Dean, Smith & Grace
- Industry: Engineering
- Founded: 1865
- Founder: Joseph Dean
- Headquarters: Keighley, West Yorkshire, England
- Area served: Global
- Key people: Joseph Dean, James Smith, Harry Smith
- Products: Machine Tools
- Website: www.dsgmachines.com

= Dean, Smith & Grace =

British manufacturer of lathes and milling machines

Dean, Smith & Grace is a British manufacturer of lathes and milling machines, based in Keighley, West Yorkshire. Their products have been described as "the Rolls-Royce of lathes".

== History ==
The company was founded in 1865 by Joseph Dean (born c1825 in Barnoldswick, then in the West Riding of Yorkshire), in Bingley, West Yorkshire, known as "Old Dean", who retired in the late 1800s and died in Ilkley, West Yorkshire, in 1909.

In the late 1860s Dean Smith & Grace moved to Keighley, and exported machine tools across the Empire. Following Joseph Dean's retirement, the company traded as Smith & Grace of Thrapston, The Smith and Grace of Thrapston were different individuals sharing the same surname. The assumed connection between the two companies is probably false. but in 1908 a private company was reformed as "Dean Smith & Grace 1908 Ltd".

By the early 20th century, Dean Smith & Grace had grown to be one of the leading heavy tool firms in Yorkshire. In response to the introduction of high speed steel around 1900, the company ceased building to customers' individual specifications and concentrated on a new type of steel geared lathe built for strength and rigidity.

Herbert Smith, the aircraft designer who was responsible for designs such as the Sopwith Triplane, Camel, and Snipe worked for the firm in the years before the First World War.

The company continued as an independent manufacturer until 1973 when bought out by the Monarch Machine Tool Company of Sidney, Ohio, USA. By this time the company was noted for equipping the engineering research laboratories and workshops at UMIST in Manchester. The same laboratory continues to use the same machines into the 21st century, citing them in their research publications.

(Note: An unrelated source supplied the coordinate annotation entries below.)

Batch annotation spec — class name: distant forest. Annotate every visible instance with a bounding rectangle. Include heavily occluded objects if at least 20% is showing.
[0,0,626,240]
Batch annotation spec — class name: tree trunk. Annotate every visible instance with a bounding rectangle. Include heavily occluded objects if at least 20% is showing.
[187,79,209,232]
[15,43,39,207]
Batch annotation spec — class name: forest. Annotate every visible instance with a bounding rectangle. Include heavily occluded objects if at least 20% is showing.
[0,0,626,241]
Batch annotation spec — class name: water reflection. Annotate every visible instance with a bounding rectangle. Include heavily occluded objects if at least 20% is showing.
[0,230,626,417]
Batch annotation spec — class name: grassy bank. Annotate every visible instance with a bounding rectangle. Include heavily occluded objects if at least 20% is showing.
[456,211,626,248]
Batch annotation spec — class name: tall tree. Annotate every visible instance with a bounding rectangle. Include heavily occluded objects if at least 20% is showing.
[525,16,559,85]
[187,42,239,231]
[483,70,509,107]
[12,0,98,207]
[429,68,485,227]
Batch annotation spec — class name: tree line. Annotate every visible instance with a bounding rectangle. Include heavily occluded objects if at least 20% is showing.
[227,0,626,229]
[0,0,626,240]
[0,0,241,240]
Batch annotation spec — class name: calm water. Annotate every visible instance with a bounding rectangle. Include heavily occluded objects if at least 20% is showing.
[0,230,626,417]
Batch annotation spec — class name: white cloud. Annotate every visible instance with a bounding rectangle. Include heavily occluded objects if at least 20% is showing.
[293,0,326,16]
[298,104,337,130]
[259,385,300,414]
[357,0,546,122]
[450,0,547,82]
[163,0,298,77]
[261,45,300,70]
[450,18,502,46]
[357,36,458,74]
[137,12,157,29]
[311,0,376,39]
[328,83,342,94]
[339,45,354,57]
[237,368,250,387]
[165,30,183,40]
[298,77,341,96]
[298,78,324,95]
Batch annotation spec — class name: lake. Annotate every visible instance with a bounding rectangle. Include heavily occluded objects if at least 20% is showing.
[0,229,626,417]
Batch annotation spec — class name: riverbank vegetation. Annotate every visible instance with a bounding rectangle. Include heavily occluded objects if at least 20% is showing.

When Monarch went into bankruptcy the company was bought by Newsmith Stainless Limited of Roberttown, West Yorkshire, and now trades as Dean Smith & Grace Lathes UK Limited.

In 2012 the company was acquired by the MTTG group.

In April 2015, it was announced that Dean, Smith and Grace was to be moved to Halifax by MTTG.

	In 2025, Dean Smith & Grace Limited, is located at Unit 4, Shay Lane Works, Shay Lane, Halifax, Yorkshire, England.